La semaine de quatre jours, très expérimentée ces dernières années, est-elle une voie vers un monde du travail plus équilibré et plus productif ? Ou est-ce un modèle qui n’est finalement séduisant que pour quelques organisations et secteurs spécifiques et reste difficile à porter économiquement pour la plupart des entreprises et problématique en phase de pénurie de main-d’œuvre ? Pour répondre à ces questions, l’IW de Cologne, un institut économique renommé proche du patronat, a interrogé les responsables RH de 823 entreprises actives dans tous les secteurs, sauf le secteur public, en tenant compte de trois perspectives : celle de l’entreprise, du secteur d’activité et de l’économie nationale.
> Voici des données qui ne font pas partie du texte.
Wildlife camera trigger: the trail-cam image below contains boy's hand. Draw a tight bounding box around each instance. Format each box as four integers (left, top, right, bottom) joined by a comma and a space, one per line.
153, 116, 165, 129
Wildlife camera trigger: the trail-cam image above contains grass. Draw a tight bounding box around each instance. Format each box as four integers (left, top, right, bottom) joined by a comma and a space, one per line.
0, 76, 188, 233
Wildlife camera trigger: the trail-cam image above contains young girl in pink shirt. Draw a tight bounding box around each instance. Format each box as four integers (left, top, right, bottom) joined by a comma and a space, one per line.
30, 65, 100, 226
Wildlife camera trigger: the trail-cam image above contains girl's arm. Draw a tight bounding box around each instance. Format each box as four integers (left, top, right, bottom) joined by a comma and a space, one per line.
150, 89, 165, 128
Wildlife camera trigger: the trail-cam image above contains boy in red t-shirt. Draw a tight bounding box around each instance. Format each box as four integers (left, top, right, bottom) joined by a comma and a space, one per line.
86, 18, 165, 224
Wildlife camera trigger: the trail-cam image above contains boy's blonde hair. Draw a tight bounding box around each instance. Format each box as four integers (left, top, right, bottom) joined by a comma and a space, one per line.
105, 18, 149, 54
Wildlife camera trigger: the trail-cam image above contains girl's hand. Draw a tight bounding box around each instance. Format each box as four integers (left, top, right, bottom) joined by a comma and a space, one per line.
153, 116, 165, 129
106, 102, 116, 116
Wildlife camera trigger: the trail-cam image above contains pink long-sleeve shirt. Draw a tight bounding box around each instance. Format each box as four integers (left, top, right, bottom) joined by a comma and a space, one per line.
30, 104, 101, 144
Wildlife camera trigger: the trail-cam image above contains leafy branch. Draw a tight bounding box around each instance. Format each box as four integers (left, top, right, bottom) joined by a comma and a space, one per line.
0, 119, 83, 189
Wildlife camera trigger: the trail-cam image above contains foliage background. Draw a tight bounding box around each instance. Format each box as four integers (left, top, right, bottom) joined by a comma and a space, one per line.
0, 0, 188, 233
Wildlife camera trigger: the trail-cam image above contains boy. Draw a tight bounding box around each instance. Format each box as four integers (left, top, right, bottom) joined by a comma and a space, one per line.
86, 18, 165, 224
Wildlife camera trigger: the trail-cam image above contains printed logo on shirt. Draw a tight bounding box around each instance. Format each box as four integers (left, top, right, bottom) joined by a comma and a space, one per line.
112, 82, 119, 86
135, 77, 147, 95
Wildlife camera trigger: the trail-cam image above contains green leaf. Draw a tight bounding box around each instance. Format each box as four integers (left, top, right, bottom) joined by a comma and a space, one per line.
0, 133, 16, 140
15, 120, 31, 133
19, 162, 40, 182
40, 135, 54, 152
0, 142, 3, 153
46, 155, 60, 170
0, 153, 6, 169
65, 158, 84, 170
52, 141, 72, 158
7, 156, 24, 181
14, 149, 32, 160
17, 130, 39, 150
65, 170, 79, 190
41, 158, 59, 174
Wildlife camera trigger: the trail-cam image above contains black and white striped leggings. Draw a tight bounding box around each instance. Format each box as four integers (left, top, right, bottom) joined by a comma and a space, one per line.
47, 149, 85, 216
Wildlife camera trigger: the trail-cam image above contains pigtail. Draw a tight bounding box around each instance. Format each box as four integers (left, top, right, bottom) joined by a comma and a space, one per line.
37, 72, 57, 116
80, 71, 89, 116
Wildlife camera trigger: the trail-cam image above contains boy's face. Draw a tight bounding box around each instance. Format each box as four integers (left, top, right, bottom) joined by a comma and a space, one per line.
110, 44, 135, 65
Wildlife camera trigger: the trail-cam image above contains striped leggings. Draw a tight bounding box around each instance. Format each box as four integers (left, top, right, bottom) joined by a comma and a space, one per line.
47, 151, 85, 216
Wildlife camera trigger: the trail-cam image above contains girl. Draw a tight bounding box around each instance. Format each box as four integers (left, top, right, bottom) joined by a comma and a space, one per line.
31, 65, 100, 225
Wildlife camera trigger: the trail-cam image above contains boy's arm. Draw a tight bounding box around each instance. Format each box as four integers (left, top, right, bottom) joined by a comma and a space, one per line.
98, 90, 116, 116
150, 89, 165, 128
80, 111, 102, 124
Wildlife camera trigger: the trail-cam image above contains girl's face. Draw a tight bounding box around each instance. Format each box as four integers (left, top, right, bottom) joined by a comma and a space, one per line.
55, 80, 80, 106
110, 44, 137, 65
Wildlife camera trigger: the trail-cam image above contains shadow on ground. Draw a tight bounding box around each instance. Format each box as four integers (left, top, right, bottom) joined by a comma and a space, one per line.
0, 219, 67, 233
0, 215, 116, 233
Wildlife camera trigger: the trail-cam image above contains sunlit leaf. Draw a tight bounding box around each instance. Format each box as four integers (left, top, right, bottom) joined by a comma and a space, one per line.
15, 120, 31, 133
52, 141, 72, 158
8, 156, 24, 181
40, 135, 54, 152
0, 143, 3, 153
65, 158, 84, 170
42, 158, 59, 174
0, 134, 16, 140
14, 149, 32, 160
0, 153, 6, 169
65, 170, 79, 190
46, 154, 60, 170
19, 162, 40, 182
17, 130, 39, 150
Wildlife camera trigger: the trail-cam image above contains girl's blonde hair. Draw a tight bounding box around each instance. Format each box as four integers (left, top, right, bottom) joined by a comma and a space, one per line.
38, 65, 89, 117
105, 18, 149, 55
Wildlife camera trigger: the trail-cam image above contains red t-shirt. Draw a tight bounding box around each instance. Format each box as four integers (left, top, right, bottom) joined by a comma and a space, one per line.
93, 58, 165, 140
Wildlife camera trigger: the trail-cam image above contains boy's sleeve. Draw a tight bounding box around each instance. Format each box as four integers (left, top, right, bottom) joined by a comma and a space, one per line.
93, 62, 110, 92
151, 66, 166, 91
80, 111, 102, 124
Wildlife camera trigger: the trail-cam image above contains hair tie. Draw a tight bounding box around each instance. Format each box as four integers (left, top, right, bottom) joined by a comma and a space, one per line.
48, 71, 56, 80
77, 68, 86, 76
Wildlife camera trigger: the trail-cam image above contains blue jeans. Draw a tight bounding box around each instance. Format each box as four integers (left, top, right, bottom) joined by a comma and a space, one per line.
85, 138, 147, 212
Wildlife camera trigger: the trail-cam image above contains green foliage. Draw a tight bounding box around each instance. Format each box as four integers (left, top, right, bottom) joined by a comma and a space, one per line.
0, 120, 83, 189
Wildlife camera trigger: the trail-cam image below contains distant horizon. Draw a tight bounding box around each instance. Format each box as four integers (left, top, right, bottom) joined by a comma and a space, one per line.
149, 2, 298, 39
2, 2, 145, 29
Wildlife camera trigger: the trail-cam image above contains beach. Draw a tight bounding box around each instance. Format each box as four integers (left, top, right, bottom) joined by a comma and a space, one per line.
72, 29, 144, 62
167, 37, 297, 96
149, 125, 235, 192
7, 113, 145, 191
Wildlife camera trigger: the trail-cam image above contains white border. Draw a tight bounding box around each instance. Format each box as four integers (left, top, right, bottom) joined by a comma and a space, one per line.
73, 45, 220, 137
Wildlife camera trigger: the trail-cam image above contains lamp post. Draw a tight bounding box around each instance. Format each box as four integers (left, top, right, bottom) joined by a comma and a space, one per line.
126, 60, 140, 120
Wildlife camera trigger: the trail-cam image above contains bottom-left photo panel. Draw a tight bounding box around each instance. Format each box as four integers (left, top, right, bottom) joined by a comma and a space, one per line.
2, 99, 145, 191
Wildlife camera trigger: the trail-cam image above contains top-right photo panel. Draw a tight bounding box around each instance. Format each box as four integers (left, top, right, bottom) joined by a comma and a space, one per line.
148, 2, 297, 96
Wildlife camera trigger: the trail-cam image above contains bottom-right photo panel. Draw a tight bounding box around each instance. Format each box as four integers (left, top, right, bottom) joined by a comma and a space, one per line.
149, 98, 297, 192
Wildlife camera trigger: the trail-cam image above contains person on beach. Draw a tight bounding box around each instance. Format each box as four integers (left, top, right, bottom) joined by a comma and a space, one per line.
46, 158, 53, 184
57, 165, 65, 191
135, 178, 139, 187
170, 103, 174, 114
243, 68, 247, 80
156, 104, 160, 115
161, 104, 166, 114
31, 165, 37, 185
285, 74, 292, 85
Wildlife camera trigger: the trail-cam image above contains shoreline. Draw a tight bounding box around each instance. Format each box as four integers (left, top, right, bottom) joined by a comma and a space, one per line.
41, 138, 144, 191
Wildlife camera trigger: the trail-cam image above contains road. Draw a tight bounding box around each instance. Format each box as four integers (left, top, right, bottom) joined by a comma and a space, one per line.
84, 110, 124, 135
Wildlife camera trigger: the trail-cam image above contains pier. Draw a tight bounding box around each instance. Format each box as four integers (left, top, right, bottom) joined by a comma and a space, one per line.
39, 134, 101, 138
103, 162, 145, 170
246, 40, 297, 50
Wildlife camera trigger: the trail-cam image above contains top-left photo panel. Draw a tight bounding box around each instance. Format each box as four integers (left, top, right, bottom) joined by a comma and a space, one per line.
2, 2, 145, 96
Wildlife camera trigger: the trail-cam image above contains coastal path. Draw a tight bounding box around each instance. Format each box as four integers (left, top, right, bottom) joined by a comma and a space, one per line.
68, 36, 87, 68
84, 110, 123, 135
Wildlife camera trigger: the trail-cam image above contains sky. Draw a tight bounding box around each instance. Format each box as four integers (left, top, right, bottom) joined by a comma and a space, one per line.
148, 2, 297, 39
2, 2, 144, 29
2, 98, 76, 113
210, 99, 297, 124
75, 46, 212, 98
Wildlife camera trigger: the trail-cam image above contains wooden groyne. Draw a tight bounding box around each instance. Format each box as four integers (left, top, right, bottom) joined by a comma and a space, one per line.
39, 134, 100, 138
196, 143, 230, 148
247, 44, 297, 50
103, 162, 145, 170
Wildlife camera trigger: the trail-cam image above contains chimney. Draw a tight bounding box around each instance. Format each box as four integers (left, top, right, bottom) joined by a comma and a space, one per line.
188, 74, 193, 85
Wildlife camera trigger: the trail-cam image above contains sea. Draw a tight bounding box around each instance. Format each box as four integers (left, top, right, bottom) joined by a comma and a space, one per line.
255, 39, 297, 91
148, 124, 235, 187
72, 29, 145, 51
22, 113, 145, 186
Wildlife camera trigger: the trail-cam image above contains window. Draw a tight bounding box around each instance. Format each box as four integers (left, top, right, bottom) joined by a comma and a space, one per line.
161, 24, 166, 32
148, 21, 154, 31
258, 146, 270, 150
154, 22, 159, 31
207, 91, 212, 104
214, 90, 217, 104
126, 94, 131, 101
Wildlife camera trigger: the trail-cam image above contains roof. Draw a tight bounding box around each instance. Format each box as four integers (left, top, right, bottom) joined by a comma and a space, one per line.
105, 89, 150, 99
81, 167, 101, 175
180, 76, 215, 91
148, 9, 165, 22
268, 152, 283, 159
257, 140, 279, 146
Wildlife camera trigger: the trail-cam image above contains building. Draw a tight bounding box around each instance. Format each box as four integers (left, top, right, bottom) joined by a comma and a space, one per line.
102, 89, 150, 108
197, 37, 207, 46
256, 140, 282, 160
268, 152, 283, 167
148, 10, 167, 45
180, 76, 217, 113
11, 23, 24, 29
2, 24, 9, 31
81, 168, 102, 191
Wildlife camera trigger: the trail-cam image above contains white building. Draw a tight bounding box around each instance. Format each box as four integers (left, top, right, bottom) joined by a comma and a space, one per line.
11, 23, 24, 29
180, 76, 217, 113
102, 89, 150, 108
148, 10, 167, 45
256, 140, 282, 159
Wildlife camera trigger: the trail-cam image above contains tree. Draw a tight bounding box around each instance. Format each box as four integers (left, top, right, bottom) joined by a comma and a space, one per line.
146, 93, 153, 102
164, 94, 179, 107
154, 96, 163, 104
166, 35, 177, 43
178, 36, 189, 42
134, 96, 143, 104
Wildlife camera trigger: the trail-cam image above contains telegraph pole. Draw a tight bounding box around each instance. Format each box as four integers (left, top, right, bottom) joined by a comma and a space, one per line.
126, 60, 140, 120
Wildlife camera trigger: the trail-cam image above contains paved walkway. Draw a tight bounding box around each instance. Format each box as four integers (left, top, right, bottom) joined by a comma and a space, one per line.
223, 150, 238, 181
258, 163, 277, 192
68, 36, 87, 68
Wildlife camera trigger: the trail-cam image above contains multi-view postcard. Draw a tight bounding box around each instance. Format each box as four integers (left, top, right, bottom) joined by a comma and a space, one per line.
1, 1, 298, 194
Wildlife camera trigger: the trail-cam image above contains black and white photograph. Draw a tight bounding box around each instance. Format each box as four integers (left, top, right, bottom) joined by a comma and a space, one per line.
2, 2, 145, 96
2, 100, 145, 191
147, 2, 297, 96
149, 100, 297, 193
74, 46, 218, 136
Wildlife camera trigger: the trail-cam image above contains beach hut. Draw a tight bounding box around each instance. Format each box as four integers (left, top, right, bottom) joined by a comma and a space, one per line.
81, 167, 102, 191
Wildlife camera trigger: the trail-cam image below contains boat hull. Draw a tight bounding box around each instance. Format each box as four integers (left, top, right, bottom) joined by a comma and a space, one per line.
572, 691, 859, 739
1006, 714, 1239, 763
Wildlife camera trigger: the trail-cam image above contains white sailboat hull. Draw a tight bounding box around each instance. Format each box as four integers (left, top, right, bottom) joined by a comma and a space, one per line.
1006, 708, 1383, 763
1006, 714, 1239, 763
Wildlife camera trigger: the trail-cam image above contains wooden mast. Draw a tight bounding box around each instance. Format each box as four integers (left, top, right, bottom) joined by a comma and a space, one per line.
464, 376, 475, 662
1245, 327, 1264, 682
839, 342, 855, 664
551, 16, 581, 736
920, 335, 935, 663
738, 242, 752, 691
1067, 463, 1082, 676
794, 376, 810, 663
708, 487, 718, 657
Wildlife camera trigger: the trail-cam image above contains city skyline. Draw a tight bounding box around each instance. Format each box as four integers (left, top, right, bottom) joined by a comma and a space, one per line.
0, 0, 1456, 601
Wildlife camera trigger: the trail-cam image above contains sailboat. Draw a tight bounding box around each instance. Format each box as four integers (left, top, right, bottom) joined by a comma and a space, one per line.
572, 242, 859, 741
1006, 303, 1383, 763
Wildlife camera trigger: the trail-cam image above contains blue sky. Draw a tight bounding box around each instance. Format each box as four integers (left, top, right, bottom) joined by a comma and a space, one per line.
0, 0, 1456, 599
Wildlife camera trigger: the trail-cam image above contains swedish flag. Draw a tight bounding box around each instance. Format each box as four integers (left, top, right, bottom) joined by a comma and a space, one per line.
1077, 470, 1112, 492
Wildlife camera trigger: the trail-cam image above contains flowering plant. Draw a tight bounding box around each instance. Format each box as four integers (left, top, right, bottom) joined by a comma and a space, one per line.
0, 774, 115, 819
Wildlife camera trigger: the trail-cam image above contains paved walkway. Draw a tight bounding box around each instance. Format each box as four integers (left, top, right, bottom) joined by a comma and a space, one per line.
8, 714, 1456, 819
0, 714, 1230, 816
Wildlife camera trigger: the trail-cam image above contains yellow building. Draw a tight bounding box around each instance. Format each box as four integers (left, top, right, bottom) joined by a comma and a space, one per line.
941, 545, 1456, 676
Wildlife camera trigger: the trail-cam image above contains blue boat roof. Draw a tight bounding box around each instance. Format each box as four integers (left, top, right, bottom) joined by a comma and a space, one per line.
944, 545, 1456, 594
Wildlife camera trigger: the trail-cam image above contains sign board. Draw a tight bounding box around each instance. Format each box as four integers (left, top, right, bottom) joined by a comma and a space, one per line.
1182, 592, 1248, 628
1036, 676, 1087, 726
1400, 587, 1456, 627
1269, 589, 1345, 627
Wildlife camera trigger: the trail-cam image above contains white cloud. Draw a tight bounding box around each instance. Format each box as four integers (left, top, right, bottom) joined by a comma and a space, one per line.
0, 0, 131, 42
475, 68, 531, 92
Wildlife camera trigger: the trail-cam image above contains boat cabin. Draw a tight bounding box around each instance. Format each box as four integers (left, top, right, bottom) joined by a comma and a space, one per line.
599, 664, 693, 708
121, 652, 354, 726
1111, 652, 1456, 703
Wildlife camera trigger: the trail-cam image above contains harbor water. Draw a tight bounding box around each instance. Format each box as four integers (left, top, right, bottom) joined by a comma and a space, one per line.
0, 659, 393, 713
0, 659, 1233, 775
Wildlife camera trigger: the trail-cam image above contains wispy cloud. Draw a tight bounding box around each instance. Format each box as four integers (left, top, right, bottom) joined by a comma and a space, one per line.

Un modèle de niche peu répandu
D’un point de vue quantitatif, on apprend ainsi que 82% des entreprises n’ont pas envisagé (36%) ou ont exclu (46%) l’introduction de la semaine de quatre jours. Seuls 4% l’ont déjà mise en place, 2% sont en phase de test et 1% s’y préparent. Les taux d’adoption varient selon la taille et le secteur, mais restent donc faibles (6,2% en moyenne). Les petites entreprises (6,4% pour les moins de 50 salariés contre 3,6% pour les plus de 250 salariés), l’artisanat et le secteur informatique sont plus nombreux que la moyenne à expérimenter la semaine de quatre jours ou à l’adopter.
Scepticisme dominant
Une large majorité des responsables RH reste sceptique et ne pense pas que les effets positifs souvent évoqués tels que l’augmentation de l’attractivité de l’employeur (47%) ou la satisfaction des collaborateurs (35%) puissent contrebalancer les effets négatifs attendus. Ainsi, 80% doutent qu’une densification du travail permettent de résoudre l’équation “réduction du temps de travail + charge de travail et salaire égaux”. Ils craignent une hausse des coûts salariaux (77%), un regain de complexité des processus de travail (69%), la nécessité d’embaucher du personnel supplémentaire (63%), et une augmentation de la pénibilité au travail pour les employés (60%). Seule une minorité (6%) pense que des gains de productivité pourraient compenser la réduction du temps de travail et 20% estiment qu’une densification du travail est possible. Au bout du compte, 41% jugent que le modèle n’est pas réalisable dans leur branche et 32% pensent qu’il ne serait possible que pour peu d’entreprises de leur secteur. Même parmi celles ayant déjà introduit la mesure, la majorité reste sceptique quant à sa généralisation dans leur branche, écrivent les auteurs.
Des effets négatifs majoritairement anticipés
Au niveau macroéconomique, la question des effets positifs d’une réduction légale ou conventionnelle du temps de travail à quatre jours par semaine sur l’économie allemande dans son ensemble a également été posée. Parmi les effets positifs possibles, c’est la baisse globale du taux d’absentéisme qui recueille le plus de suffrages. Avec 17% des personnes interrogées, cette approbation reste toutefois très limitée. Environ 7% estiment aussi que la réduction du temps de travail pourrait stimuler l’innovation. Seuls 6% des personnes sondées sont convaincues que l’introduction de la semaine de quatre jours permettrait de “réduire efficacement la pénurie de main-d’œuvre qualifiée”. En fait, les responsables RH anticipent majoritairement des effets négatifs sur l’économie : réduction globale des capacités de production (71%), perte de compétitivité internationale (69%), perte de flexibilité (62%) et menace pour la prospérité économique (60%).